After formation, the company was commanded by a Chef de Bataillon (equivalent to the English Lieutenant Colonel), which on formation was Chef Henri François Marie Charpentier. In 1804, the company removed the term 'Consular', and replaced it with 'Imperial' following the Coronation of Napoleon in May. Following the unit's move into the Imperial Guard, a new felt hat was issued adorned with a red-white-blue coloured cockade.

In 1811, the company was expanded to two companies and subsequently redesignated as the Veterans of the Imperial Guard (Vétérans de la Garde Impériale). The company only saw action once, during the Battle of Paris in April 1814, where it defended the Pont de Neuilly. Rather unusually, under the terms of the Treaty of Fontainebleau, the company was allowed to be retained including being allowed to maintain its weapons and magazine. The company was disbanded on 1 July 1814 following the First Bourbon Restoration.

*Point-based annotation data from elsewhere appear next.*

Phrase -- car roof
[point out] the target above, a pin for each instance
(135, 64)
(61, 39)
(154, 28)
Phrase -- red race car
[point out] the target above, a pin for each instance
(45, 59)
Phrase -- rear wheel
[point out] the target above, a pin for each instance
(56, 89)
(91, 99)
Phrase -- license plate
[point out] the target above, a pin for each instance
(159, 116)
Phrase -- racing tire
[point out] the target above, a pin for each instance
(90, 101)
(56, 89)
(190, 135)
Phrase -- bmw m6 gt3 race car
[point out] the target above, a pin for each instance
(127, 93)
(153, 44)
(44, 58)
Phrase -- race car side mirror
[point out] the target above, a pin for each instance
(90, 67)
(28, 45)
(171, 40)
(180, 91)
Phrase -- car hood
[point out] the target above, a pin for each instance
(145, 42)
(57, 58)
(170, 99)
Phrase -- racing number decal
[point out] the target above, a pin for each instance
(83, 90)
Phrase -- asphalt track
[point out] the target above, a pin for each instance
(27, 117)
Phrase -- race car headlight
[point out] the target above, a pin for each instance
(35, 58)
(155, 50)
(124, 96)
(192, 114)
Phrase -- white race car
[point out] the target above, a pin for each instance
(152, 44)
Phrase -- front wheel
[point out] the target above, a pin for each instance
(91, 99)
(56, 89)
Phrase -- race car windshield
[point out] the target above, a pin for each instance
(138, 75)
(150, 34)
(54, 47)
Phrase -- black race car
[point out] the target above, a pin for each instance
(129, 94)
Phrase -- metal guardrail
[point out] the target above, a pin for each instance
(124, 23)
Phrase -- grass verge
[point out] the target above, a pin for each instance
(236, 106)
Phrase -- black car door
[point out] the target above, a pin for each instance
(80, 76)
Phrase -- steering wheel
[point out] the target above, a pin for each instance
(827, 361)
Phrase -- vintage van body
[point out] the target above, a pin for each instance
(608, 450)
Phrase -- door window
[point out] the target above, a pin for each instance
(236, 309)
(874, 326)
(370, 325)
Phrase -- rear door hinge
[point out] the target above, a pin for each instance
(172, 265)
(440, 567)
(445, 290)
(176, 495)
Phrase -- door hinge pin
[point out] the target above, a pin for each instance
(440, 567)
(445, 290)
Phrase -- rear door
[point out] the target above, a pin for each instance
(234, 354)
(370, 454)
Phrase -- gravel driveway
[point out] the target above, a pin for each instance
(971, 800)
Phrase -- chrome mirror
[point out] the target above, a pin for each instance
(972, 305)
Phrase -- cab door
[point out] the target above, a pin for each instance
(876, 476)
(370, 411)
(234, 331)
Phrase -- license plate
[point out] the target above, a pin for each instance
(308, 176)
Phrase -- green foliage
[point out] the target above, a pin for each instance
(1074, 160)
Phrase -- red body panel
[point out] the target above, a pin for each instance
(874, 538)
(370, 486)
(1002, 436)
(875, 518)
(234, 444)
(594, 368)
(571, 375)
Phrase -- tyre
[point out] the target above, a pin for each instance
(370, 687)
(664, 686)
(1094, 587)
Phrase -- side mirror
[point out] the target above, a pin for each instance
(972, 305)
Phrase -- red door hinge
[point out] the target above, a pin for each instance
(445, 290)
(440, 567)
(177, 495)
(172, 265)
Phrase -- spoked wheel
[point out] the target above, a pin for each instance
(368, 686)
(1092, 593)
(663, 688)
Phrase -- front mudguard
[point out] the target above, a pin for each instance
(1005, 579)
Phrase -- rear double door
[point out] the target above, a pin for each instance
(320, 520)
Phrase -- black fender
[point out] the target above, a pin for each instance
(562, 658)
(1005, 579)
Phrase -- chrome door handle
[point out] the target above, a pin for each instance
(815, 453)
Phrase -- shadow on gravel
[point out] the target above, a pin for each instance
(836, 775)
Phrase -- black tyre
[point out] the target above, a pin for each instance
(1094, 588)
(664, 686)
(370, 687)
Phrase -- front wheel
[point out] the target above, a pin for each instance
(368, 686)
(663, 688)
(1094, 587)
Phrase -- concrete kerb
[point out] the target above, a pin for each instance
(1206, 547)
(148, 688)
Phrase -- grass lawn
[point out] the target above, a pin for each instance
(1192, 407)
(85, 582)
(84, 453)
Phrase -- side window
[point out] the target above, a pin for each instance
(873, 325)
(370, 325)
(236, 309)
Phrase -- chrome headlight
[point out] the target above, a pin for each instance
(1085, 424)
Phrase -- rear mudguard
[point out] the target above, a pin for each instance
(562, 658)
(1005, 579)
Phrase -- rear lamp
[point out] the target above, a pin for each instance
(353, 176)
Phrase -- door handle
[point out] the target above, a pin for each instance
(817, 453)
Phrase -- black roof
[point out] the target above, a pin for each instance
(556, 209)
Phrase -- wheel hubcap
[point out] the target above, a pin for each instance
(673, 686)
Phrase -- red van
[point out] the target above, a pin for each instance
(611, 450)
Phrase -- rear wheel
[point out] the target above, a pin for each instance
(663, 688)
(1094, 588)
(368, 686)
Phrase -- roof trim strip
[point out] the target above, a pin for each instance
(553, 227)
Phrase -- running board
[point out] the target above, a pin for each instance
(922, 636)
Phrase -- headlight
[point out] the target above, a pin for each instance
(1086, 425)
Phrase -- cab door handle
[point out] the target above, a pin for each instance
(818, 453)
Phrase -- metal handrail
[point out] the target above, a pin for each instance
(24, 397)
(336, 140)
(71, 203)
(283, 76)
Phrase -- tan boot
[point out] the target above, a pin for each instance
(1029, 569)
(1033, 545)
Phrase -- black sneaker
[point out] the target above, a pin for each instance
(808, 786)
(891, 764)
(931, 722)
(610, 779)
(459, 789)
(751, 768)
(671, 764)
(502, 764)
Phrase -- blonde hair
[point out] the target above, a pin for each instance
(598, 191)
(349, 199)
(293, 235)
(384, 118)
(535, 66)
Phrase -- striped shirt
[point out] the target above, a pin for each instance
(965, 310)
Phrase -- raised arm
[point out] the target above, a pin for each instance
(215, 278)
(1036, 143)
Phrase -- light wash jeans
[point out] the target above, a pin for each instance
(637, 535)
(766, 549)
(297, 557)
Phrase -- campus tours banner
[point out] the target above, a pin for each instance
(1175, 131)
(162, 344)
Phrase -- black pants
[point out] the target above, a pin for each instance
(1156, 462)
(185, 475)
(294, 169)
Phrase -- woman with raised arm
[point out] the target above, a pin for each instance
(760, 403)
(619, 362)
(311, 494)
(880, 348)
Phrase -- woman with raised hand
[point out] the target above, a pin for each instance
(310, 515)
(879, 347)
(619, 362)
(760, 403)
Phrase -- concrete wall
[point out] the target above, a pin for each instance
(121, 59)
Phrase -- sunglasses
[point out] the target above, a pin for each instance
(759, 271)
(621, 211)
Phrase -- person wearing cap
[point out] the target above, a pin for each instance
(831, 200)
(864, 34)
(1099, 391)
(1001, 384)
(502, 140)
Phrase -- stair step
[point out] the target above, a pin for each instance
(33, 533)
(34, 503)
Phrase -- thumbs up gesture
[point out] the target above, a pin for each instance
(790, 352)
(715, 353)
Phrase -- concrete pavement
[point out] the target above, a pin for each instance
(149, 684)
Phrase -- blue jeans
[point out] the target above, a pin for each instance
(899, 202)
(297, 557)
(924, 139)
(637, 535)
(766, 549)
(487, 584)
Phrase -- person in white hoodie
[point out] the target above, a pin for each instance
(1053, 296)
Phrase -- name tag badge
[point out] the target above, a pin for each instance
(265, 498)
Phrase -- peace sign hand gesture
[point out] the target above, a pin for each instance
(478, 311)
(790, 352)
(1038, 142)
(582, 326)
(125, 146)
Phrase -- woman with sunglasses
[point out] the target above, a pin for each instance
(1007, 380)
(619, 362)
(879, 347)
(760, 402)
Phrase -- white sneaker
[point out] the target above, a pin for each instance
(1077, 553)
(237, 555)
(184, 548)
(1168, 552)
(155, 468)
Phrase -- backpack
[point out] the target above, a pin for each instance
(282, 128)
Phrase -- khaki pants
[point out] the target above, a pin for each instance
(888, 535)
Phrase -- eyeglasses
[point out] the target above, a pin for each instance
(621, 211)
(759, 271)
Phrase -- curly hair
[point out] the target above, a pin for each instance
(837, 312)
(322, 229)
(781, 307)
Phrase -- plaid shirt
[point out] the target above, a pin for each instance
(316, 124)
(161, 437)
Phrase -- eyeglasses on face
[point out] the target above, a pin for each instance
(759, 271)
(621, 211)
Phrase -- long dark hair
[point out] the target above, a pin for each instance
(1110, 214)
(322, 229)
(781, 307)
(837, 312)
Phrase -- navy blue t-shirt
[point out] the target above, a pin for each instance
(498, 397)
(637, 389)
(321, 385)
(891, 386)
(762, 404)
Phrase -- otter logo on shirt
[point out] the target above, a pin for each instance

On 15 May 1814, the company was attached to the 1st (Old Guard) Division, part of the Imperial Guard Corps in Napoleon's main army. The company's strength was 3 officers and 132 other ranks for a total of 135 men.

== Uniform ==
The uniform of the veterans was similar to that of the 1st and 2nd Grenadier Regiments: 'republican blue' coatee with blue collar without piping, red square-ended lapels, also without piping; red cuffs with blue patches, red skirt lining with yellow grenades in the corners, cross pocket flaps piped red; yellow metal buttons; red epaulettes, and white waistcoats and breeches. The cap was a bicorne with a red pom-pom, and tricolour cockade. The cap had a red back with a white grenade imposed on-top. A copper grenade was ornamented on the flap of the cartridge box.